1/2 tablespoon butter
1/2 tablespoon canola oil
2 lbs Russet potatoes, cubed
3/4 lb corned beef, cubed
2 “baby” or “spring” Vidalia onions, greens and white parts chopped
2 yellow beets with greens*
1 bunch lacinato kale, chopped
freshly ground black pepper
fried eggs to serve
Cube the beets (chop and reserve the greens) and parboil with the potatoes. Drain thoroughly.
Heat the butter and oil in a large skillet. Saute the onion, potatoes, and beets until the onion is translucent. Add the corned beef, greens, herbs and spices. Saute until the corned beef is heated through. Plate and top with fried egg(s).
*I used yellow cylindra beets which are so pale they are almost white.

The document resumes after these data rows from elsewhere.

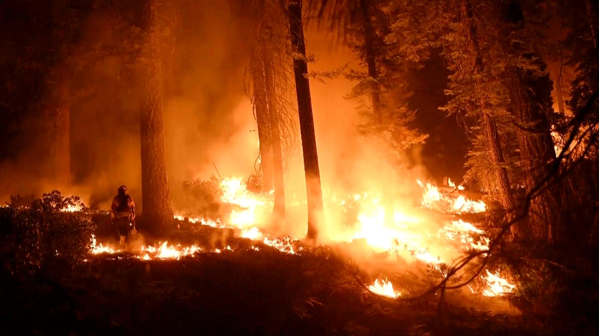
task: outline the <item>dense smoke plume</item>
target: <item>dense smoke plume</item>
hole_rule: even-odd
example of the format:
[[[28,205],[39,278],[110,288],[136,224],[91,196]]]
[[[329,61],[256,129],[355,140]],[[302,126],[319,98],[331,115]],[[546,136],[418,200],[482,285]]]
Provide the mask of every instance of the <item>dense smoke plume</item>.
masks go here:
[[[247,179],[256,173],[258,134],[244,89],[249,23],[243,7],[236,1],[217,4],[201,1],[184,2],[180,8],[165,10],[171,25],[162,50],[165,146],[175,210],[187,197],[186,181],[217,174]],[[119,10],[131,11],[128,8]],[[48,135],[52,130],[48,127],[49,117],[40,110],[48,99],[43,94],[52,89],[52,84],[45,83],[37,89],[41,92],[35,104],[37,110],[18,124],[18,136],[11,140],[22,149],[11,157],[7,151],[3,156],[0,178],[3,200],[11,194],[39,195],[58,189],[79,195],[88,205],[107,209],[116,189],[125,184],[139,200],[138,208],[143,208],[140,81],[131,70],[130,55],[109,47],[121,43],[123,26],[128,22],[126,14],[121,11],[110,7],[90,9],[81,24],[80,37],[73,43],[74,51],[68,59],[59,60],[77,64],[69,85],[72,184],[58,182],[49,172],[53,158]],[[317,60],[309,65],[310,71],[330,70],[348,63],[362,66],[333,34],[310,26],[306,38],[308,53]],[[89,50],[98,46],[108,52],[99,53],[99,57],[90,56],[93,53]],[[410,167],[421,161],[419,152],[413,151],[400,158],[404,168],[413,173],[407,176],[408,170],[404,169],[404,176],[394,176],[392,167],[397,161],[392,162],[385,154],[385,146],[364,139],[355,130],[359,122],[356,102],[346,99],[354,84],[343,78],[326,83],[311,80],[325,192],[340,194],[379,190],[383,183],[392,182],[394,198],[404,202],[409,199],[403,194],[416,193],[414,178],[425,176],[422,167]],[[13,124],[17,124],[16,119]],[[297,148],[288,158],[285,176],[289,204],[305,199],[301,142],[299,134],[295,136]],[[412,202],[410,199],[406,202]],[[305,209],[297,209],[289,213],[294,224],[305,222]],[[329,221],[338,219],[333,216]],[[329,229],[334,225],[328,223]],[[304,224],[291,226],[292,233],[304,229]]]

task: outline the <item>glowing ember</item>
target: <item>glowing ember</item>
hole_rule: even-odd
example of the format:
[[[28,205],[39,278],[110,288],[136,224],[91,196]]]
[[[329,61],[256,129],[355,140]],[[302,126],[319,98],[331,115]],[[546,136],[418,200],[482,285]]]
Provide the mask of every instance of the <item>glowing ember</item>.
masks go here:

Red flannel hash is a classic New England breakfast dish that adds red beets to corned beef hash. The story behind the name varies depending on who telling it (I’ve heard everything from laundry mishaps to vengeful wives serving actual flannel to bizarre war stories) but the most common explanation is that the finished dish looks like a red flannel shirt thanks to the beets dying the potatoes pink and the pinky corned beef.
Beets are in season so I thought it was a perfect excuse to make it! I also bought corned beef and froze it back near St Patrick’s day and my freezer is bursting at the seams so it’s a win-win for me. My beets turned out to be yellow so I changed the name to golden flannel hash and added the beet greens and (also in season) kale for some extra flavor and vitamins(!) which is not strictly traditional but I think it makes a great addition. This would be a good use of leftover greens or cabbage if you had some too. While hash seems breakfasty, it is so hearty, I like to serve it for dinner. I parboil the potatoes ahead of time so it comes together more quickly, they keep just fine in the fridge for a day or two.
So homey and satisfying, even if it is summer and it seems slightly better suited for winter! It’s not like you stop eating hot food just because it is hot out and at least this only needs a brief fry to heat everything up. Plus all of the vegetables are in season right now so why not use them at their peak tastiness?